San Faustino: iconografia, patronati e proverbi

San Faustino vanta numerosi patronati e proverbi. Scopriamo quali e la sua iconografia

San Faustino e Giovita, nell‘iconografia, a volte vestono abiti militari romani, impugnando una spada mentre stringono una palma con l’altra mano; altre volte indossano, invece, vesti liturgiche (San Faustino, come presbitero, compare, in particolare, con la pianeta; San Giovita, come diacono, con la dalmatica). In altri casi (es. sulle monete coniate nella seconda metà del XIII secolo o sul sarcofago del vescovo Berardo Maggi, recano in mano, entrambi, un libro, ma San Faustino leva una mano in segno di benedizione. San Faustino, oltre ad essere considerato protettore dei single, assieme a Giovita è patrono di Brescia dal 1438, di Sarezzo, Brembate , Villa D’amè e Sorbolo.

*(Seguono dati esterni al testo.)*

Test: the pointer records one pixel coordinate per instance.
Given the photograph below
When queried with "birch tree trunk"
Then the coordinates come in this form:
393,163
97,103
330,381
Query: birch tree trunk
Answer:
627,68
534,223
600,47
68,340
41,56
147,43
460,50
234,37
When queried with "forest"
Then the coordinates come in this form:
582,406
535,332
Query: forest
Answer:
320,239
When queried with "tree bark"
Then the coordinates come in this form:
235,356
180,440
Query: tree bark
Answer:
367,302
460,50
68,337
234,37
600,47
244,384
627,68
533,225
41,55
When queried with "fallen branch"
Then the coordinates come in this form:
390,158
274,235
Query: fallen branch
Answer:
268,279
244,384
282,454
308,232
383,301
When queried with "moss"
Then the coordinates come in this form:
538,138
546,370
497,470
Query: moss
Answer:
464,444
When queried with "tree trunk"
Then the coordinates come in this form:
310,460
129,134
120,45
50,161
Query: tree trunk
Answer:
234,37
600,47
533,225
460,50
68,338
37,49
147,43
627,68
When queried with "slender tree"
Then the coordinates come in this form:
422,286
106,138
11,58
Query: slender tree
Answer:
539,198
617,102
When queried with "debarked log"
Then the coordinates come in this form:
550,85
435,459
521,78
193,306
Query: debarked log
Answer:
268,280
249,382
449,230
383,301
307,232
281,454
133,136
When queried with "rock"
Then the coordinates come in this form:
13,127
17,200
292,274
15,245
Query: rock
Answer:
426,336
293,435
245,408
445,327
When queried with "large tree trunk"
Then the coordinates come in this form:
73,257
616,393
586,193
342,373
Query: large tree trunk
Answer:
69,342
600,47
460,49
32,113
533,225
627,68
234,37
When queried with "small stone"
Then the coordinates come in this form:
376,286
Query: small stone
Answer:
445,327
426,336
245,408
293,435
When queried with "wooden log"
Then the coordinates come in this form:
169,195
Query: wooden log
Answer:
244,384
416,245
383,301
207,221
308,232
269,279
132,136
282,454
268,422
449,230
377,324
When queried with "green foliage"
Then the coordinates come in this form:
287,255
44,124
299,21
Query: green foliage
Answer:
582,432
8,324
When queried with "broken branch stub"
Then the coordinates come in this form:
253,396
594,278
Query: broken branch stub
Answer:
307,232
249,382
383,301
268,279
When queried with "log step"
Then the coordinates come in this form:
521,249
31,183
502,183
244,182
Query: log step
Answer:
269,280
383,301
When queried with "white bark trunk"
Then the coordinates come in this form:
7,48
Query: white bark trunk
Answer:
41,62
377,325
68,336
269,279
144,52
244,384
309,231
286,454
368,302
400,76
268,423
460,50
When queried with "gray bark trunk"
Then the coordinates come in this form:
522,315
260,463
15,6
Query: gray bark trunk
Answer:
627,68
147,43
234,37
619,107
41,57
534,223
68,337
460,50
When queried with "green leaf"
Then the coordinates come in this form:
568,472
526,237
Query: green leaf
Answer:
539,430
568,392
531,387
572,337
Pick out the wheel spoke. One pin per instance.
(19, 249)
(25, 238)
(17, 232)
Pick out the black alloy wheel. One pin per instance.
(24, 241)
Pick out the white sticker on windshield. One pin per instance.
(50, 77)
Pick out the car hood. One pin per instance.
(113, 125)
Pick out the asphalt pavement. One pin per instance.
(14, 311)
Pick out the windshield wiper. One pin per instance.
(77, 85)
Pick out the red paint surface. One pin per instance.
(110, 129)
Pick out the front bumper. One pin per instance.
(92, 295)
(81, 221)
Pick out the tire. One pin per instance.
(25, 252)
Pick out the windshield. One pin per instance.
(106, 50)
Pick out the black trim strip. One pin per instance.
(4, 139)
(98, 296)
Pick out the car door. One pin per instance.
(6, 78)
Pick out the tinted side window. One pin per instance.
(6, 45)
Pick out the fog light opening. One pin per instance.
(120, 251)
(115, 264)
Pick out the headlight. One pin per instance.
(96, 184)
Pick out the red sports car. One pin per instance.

Tanti i proverbi a lui dedicati. Tra i più celebri: “A San Faustino il sole arriva su tutti i dossi”; “ Di San Faustino i raggi del sole hanno superato il Pizzo Tri”; “A San Faustino il sole entra in tutti i buchini o cantuccini.”.Si dice anche : “Per San Faustino l’oca sente la primavera e cerca il nido”; “A San Faustino si tosano le pecore”, “Per San Faustino metà pane e metà vino, tutto il lardo e mezzo fieno” (Per San Valentino il contadino ha esaurito letà granaio e metà cantina, tiene intatte le provviste di salumi e conserva un terzo di fieno).